Por volta dos dois aos três meses, poderás notar que seguem de facto aquele brinquedo de madeira que estás desesperadamente a acenar em frente à cara deles. Começa por ser aos solavancos e com atraso, como se estivessem com lag numa má ligação à internet, mas por fim, suaviza até se tornar num verdadeiro seguimento visual.
É normal os olhos cruzarem-se às vezes?
Pelo que consegui arrancar ao nosso muito paciente pediatra, sim. Os músculos dos olhos deles são basicamente esparguete desordenado no início. Desviam-se para fora, cruzam-se para dentro e, em geral, funcionam de forma independente um do outro. Se continuar a acontecer constantemente após os quatro meses, é aí que deves mencionar isso casualmente ao teu médico.

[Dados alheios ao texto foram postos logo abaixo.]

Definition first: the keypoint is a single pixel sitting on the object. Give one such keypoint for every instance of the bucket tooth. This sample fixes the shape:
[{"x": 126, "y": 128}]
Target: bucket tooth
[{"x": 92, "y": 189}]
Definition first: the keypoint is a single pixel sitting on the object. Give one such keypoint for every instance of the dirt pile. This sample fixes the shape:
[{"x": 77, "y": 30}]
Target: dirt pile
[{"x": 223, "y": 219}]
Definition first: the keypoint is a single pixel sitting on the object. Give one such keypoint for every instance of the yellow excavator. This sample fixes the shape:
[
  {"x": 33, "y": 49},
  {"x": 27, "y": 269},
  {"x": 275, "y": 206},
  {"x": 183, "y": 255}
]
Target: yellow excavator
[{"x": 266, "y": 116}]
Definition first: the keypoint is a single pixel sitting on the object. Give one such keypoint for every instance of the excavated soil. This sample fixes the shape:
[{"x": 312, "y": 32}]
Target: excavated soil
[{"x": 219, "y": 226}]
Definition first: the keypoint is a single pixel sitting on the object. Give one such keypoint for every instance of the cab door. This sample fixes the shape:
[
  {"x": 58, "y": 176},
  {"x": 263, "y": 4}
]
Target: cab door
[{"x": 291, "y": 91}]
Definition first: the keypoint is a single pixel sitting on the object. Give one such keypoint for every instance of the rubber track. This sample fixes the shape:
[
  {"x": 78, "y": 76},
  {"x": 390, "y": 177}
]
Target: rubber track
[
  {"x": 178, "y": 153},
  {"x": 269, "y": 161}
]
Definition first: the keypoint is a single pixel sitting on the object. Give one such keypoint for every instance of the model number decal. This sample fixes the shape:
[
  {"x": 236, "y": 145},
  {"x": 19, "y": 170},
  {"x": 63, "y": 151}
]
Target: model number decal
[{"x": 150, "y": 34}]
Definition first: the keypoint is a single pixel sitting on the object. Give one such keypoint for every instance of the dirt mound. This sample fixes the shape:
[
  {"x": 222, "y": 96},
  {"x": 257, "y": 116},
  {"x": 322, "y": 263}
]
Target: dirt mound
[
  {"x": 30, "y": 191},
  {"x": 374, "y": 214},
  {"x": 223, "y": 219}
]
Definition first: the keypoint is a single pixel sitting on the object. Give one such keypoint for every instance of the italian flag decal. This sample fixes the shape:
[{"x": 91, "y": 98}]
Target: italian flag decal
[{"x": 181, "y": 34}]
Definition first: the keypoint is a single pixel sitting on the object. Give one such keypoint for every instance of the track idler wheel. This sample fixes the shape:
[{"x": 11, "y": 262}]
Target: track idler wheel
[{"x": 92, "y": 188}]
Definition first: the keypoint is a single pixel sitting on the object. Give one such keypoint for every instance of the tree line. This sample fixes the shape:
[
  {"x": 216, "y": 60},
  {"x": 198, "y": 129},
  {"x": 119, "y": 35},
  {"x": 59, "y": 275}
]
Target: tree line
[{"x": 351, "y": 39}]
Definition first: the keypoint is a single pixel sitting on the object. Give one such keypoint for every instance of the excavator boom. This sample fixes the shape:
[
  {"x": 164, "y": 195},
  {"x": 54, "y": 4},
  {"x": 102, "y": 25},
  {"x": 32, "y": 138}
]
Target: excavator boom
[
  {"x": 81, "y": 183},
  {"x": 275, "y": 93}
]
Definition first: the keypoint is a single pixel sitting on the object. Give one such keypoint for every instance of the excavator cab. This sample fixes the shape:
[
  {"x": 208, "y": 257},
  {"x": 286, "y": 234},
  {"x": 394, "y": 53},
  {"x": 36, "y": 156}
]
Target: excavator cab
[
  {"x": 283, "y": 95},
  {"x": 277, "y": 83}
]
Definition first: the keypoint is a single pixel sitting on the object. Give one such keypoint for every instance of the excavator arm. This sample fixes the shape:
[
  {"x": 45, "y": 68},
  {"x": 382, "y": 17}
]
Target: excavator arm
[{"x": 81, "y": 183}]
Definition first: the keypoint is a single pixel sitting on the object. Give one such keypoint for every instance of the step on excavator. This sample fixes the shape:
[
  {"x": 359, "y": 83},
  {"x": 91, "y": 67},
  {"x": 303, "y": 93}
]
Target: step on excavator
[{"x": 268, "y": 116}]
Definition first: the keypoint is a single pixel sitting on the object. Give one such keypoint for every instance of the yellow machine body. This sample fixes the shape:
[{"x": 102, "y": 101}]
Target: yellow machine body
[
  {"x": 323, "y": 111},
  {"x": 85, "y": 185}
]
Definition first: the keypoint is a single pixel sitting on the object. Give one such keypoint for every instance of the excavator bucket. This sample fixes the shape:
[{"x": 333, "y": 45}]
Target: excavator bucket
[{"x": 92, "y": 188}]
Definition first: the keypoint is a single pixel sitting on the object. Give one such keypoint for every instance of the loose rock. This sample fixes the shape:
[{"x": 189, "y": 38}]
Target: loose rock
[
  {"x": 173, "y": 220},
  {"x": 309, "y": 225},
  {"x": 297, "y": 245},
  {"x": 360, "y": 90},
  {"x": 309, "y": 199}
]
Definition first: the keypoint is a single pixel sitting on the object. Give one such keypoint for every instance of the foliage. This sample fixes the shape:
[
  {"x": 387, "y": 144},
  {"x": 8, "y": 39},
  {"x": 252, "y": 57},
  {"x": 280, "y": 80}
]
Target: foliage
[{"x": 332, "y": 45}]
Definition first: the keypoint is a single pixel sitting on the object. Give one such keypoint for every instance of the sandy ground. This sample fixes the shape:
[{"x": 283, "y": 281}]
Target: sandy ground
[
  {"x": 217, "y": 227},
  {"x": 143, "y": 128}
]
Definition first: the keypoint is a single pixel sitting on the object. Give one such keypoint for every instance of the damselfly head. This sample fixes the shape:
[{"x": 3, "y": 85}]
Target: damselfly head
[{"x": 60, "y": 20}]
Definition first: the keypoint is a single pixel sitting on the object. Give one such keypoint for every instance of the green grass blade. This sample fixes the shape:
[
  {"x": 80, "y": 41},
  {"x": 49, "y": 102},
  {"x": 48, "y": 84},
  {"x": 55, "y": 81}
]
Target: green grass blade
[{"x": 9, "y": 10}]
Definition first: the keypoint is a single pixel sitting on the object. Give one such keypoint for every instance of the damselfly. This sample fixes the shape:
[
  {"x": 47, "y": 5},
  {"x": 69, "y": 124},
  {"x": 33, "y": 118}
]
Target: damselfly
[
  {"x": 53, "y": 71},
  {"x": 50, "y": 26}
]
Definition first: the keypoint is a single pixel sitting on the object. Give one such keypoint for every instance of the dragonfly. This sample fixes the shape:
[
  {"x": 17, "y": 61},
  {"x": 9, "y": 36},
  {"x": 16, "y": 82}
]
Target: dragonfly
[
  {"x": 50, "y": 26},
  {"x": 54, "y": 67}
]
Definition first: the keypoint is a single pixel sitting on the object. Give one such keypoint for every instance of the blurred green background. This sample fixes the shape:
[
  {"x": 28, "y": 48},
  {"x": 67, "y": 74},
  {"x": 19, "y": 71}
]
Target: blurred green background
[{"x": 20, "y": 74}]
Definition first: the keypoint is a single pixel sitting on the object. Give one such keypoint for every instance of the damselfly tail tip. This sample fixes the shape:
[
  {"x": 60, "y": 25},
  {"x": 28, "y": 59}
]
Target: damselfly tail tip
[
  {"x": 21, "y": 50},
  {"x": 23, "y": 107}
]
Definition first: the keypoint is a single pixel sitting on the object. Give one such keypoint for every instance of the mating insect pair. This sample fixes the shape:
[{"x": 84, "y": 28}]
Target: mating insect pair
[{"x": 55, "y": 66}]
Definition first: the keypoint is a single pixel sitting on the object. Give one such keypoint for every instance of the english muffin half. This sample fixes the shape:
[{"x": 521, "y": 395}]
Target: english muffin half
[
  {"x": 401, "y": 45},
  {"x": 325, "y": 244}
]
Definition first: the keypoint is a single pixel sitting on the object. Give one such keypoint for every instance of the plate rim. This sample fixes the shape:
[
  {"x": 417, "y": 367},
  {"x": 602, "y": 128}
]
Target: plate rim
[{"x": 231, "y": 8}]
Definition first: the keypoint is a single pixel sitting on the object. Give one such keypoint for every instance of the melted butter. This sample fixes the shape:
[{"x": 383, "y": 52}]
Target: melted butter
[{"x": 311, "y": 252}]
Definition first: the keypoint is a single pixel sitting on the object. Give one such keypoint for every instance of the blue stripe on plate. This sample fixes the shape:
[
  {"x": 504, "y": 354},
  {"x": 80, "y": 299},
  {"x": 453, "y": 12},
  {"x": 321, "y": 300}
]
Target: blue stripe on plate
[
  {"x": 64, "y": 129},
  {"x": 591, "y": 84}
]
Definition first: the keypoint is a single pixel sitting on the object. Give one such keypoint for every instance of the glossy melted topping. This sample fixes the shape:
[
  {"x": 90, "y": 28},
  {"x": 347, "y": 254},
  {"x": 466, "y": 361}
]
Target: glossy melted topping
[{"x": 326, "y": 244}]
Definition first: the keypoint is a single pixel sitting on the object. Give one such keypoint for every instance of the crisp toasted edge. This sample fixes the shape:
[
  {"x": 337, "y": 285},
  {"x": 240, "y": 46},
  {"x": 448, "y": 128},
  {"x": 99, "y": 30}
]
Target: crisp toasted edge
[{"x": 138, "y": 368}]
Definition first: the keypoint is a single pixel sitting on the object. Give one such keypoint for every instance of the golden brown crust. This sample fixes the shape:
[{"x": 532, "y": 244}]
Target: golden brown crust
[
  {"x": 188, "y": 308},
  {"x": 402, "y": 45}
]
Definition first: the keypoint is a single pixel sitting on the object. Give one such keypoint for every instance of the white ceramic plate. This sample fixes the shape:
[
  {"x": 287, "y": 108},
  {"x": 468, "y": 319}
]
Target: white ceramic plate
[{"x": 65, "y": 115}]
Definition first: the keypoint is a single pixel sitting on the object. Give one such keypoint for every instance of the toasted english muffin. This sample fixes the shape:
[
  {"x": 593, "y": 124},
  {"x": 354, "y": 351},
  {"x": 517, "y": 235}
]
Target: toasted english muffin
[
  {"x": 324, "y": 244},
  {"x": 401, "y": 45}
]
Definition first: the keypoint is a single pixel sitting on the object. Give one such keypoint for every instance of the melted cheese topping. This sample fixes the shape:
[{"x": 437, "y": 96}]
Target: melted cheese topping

A que distância consegue realmente ver um bebé de um mês?
O número mágico parece situar-se entre os 20 e os 30 centímetros, o que, como me queixei em voz alta, é sensivelmente a distância desde a dobra do teu braço até à tua cara. Tudo o que for além disso é para eles uma pintura de Monet turva e desfocada.
Os brinquedos a preto e branco de alto contraste fazem realmente alguma coisa?
Aparentemente, fazem mesmo. Como os recém-nascidos são péssimos a distinguir cores subtis, os padrões a preto e branco de alto contraste são basicamente as únicas coisas suficientemente marcantes para ficarem registadas nos seus cérebros. Dá-lhes algo claro em que se possam focar, o que exercita aqueles minúsculos músculos oculares sem teres de ficar a pairar sobre eles como um helicóptero.